Justin Rogers (born September 12, 2001) is an American professional football defensive tackle. He played college football for the Kentucky Wildcats and Auburn Tigers and was selected by the Cowboys in the seventh round of the 2024 NFL draft.

== Early life ==
In Rogers's freshman season, he was an immediate starter at right tackle. In his junior season, he was a starter at right tackle, and he notched 22 tackles for loss, seven sacks, and four forced fumbles as a linebacker. Coming out of high school, Rogers was rated as a four-star recruit. Rogers was also rated the top offensive guard and the top player in the state of Michigan. Rogers held scholarship offers from schools such as Kentucky, Michigan, Alabama, Georgia, Tennessee and LSU. Rogers ultimately committed to play college football for the Kentucky Wildcats.

== College career ==
=== Kentucky ===
During the 2020 season finale versus rival Alabama, Rogers notched a then career-high three tackles. In Rogers first two seasons in 2020 and 2021, he tallied 26 tackles with three and a half being for a loss, and two and a half sacks. During the 2022 season, Rogers notched 36 tackles with one and a half going for a loss, along with half a sack. After the conclusion of the 2022 season, Rogers decided to enter the NCAA transfer portal.

In Rogers career with Kentucky, he played in 33 games where he totaled 60 tackles, with five going for a loss, and three sacks.

=== Auburn ===
Rogers decided to transfer to play for the Auburn Tigers. During the 2023 season, Rogers had 17 tackles with two being for a loss, and a sack. After the conclusion of the 2023 season, Rogers declared for the 2024 NFL draft.

==Professional career==

Pre-draft measurables
| Height | Weight | Arm length | Hand span | Wingspan | 40-yard dash | 10-yard split | 20-yard split | 20-yard shuttle | Three-cone drill | Vertical jump | Broad jump | Bench press |
| 6 ft 2+1⁄2 in (1.89 m) | 330 lb (150 kg) | 33 in (0.84 m) | 10+1⁄8 in (0.26 m) | 6 ft 7 in (2.01 m) | 5.52 s | 1.86 s | 3.06 s | 4.87 s | 8.17 s | 26.0 in (0.66 m) | 8 ft 5 in (2.57 m) | 21 reps |
All values from NFL Combine/Pro Day

===Dallas Cowboys (first stint)===
Rogers was selected by the Dallas Cowboys in the seventh round (244th overall) of the 2024 NFL draft. He was released during roster cuts on August 26, 2024.

===Cincinnati Bengals===
On August 29, 2024, Rogers was signed to the Cincinnati Bengals practice squad.

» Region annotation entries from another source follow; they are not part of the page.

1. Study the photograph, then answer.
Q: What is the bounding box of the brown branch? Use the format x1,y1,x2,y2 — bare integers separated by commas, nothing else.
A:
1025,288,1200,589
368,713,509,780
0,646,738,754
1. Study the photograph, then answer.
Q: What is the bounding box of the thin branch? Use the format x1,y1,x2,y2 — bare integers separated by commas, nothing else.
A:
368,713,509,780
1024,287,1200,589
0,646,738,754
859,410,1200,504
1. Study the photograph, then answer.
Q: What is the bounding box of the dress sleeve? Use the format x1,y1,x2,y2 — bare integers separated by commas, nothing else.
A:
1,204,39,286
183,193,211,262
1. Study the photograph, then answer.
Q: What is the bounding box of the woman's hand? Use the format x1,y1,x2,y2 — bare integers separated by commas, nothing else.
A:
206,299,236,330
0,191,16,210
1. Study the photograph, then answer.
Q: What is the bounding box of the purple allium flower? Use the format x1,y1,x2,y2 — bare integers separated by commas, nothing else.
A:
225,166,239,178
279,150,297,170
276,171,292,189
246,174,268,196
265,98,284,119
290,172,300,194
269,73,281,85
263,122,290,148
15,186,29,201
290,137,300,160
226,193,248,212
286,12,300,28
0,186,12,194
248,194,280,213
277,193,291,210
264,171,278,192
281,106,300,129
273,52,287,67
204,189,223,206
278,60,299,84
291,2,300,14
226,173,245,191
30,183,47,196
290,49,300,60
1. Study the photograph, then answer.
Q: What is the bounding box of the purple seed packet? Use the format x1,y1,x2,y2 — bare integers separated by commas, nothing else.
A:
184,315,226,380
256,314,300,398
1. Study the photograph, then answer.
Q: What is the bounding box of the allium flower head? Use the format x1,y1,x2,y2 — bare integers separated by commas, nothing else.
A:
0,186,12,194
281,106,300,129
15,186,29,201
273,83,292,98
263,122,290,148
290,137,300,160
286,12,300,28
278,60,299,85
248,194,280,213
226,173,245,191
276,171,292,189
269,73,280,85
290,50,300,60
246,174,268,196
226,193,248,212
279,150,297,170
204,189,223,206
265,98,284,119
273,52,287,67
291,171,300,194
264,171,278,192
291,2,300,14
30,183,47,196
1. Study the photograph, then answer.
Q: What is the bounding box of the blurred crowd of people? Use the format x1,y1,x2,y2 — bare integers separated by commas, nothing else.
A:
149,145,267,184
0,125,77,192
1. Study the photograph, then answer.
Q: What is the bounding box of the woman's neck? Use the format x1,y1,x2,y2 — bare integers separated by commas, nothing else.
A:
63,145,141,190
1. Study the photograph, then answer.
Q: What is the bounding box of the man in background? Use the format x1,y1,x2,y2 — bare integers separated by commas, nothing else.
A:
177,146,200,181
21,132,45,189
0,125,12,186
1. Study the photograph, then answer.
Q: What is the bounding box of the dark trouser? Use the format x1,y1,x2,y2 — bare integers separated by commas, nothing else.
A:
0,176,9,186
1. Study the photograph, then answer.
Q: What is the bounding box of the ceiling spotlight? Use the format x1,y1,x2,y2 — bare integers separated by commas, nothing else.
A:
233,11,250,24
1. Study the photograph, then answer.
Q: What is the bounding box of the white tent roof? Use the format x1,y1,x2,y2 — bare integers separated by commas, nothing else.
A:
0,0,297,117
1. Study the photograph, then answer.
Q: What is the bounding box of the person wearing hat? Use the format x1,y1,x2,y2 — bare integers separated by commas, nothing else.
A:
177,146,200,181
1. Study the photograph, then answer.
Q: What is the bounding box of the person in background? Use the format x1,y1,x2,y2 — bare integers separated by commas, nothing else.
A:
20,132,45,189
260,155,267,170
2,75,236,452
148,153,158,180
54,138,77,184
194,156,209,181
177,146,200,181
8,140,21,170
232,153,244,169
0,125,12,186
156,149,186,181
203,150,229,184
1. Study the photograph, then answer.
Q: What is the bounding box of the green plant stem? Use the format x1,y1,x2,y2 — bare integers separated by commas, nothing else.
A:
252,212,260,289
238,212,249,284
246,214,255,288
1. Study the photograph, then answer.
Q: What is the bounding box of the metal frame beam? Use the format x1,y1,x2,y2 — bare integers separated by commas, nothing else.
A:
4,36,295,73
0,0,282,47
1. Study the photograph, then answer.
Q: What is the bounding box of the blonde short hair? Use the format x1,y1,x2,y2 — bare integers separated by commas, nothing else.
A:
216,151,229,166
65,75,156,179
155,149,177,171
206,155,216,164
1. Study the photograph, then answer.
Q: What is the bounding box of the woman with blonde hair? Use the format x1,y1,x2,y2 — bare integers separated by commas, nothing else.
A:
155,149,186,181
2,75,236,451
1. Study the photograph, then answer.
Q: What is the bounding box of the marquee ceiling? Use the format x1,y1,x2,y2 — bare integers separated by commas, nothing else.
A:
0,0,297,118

===Dallas Cowboys (second stint)===
On December 19, 2024, the Dallas Cowboys signed Rogers to their active roster off of the Bengals' practice squad.

On June 18, 2025, Rogers was waived by the Cowboys.

===Seattle Seahawks===
On July 21, 2025, Rogers signed with the Seattle Seahawks. He was waived by the Seahawks on July 29.

===Philadelphia Eagles===
On August 12, 2025, Rogers signed with the Philadelphia Eagles. He was waived on August 26 as part of final roster cuts.